Abril de 1979 fue un mes
extraordinario para la política española, entonces en plena transición hacia la
democracia. El pasado miércoles, en efecto, se cumplieron cuarenta y cinco años
de los primeros comicios locales democráticos. Se avanzaba, ciertamente, a
ritmo electoral. La efervescencia y el entusiasmo de entonces contrastan con el
encono y la crispación política de ahora.
Primero, unas legislativas en junio de 1977, de las que salen unas
Cortes constituyentes. Después, diciembre de 1978, referéndum para darnos la
Constitución. Febrero de 1979 de nuevo, elecciones generales. La primavera
española.
El nuevo mapa político estaba incompleto sin el
auténtico germen democrático: el germen municipalista. Se trataba de
democratizar a los ayuntamientos después de casi cuatro décadas de régimen
dictatorial. Otra campaña, fichajes, incorporaciones, siglas a granel, el
tardofranquismo, los radicales extremistas,
formación apresurada, inexperiencia… Pero, sobre todo, entusiasmo e
ilusión. Con la perspectiva de más de cuatro décadas, en la memoria no se
almacena una etapa tan elevada de esos factores.
Y ahí esperaba abril. Fue, desde luego, una primavera
floreciente. Primero, con las elecciones celebradas el día 3. Resultados para
todos los gustos, las primeras mayorías absolutas. Muchos jóvenes, rostros
nuevos, las primeras mujeres… En España, en general, el triunfo de las
izquierdas, de las formaciones progresistas. Fue el primer aviso serio para la
Unión de Centro Democrático (UCD), con Adolfo Suárez en la presidencia del
Gobierno.
Después, con la elección de alcaldes propiamente
dicha, señalada para el sábado 19. Nervios, miradas de confianza y también de
recelo, expectativas, revisión hasta la extenuación de los pasos que había que
dar, repaso de la fórmula de promesa o juramento de la Constitución,
preparación de los espacios donde tendría lugar la ceremonia (alguno de ellos,
infame, por cierto: Puerto de la Cruz hubo de hacerlo en un pasillo de su casa
consistorial), funcionarios que también experimentaban y repasaban la
normativa, representantes de medios de comunicación sin saber muy bien qué hacer
o cómo registrar el acontecimiento, familiares a caballo entre la esperanza y
la inquietud, masas de población agolpándose en las plazas o en el exterior de
los ayuntamientos para contrastar los resultados y para vitorear a los
ganadores… Una larga carrera política se iniciaba en aquellos momentos. Y con
unos cuantos obstáculos que superar.
Era el arranque, en efecto, del municipalismo
democrático al que se habían incorporado profesionales de toda condición,
empresarios y hasta algunos herederos del franquismo que seguían ostentando su
condición de regidores. Quedó dicho: mucha inexperiencia. Una parte de los
nuevos ediles no había tenido más contacto con la política que el margen
permitido al entonces denominado movimiento vecinal.

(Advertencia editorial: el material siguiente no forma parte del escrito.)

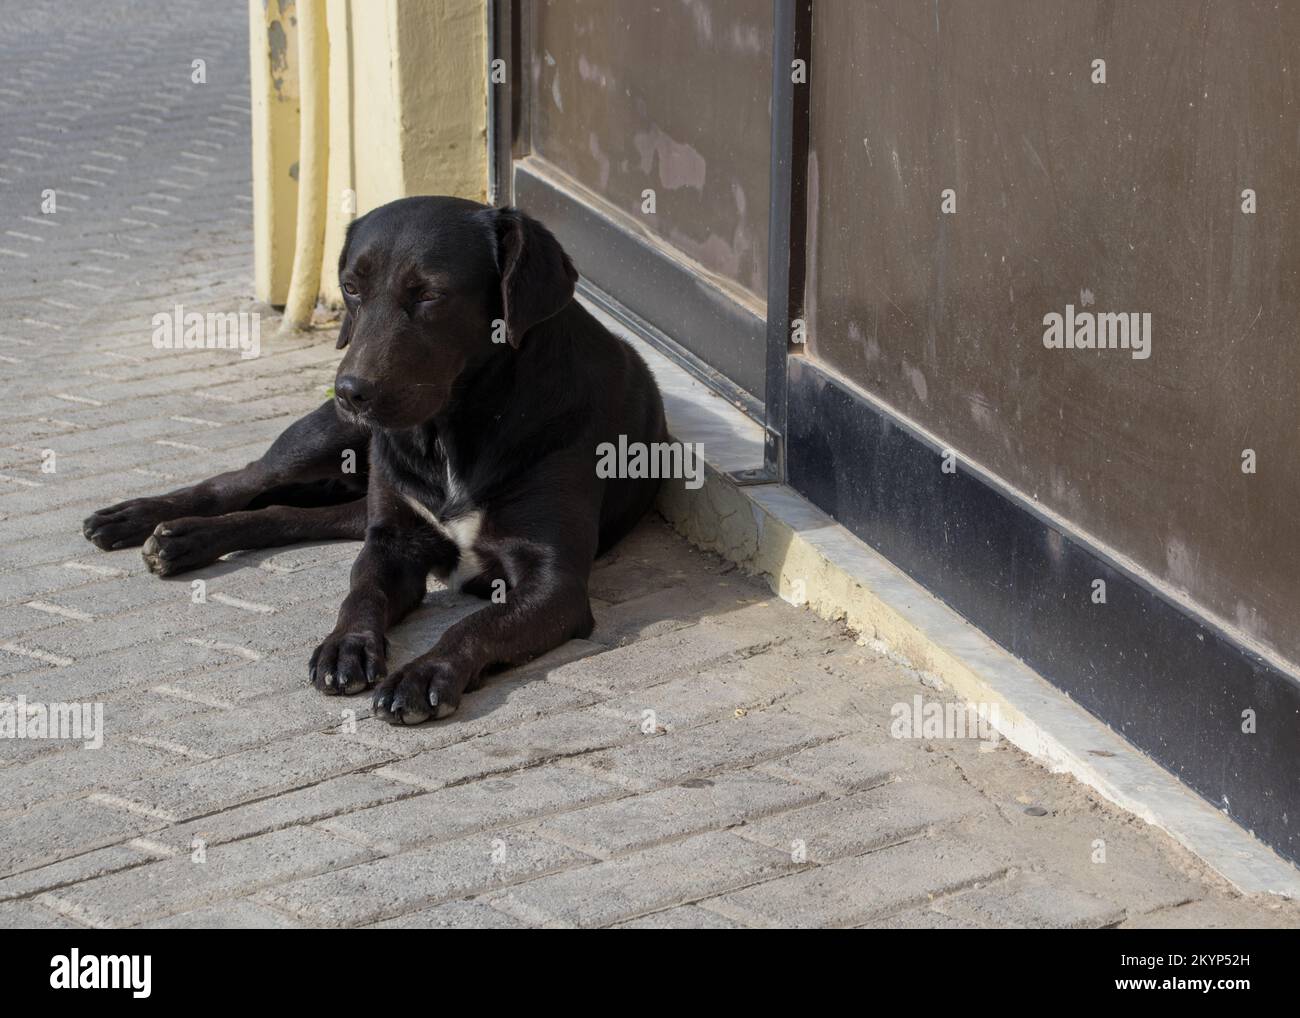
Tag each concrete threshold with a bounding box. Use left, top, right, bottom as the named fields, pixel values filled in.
left=581, top=295, right=1300, bottom=899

Todos llegaron a la escuela, a la escuela del
municipalismo, al nivel básico de la política, donde tendrían que aprender
deprisa. Ni un día que perder. Había tanto por hacer. En algunos ayuntamientos,
ni prestaban los servicios básicos de suministros. Fue un alivio, para
entrantes y salientes, una especie de condonación de deuda aprobada por el
Gobierno de Suárez. Pero muchos partían de cero y había que reformar
estructuras (democratizar, en definitiva) además de propiciar fórmulas de
financiación.
Se trataba, en efecto, de poner los cimientos. La
ciudadanía, los vecinos, fueron reaccionando paulatinamente hasta darse cuenta
de que un gran cambio se operaba en sus vidas, en la del pueblo o de la ciudad.
Lo local empezaba a ponerse de moda. Todo empezó en aquel floreciente abril del
79. Y ya han transcurrido cuarenta y cinco años.
Esta entrada quiere ser un homenaje a todos los
ediles de aquel primer mandato municipalista, 1979-83. A todos los que se
esforzaron y se esmeraron, a los que trabajaron gratis, a los que renunciaron a
sus ocupaciones para dedicarse a la política, a los que acreditaron su amor por
el pueblo donde nacieron o residían.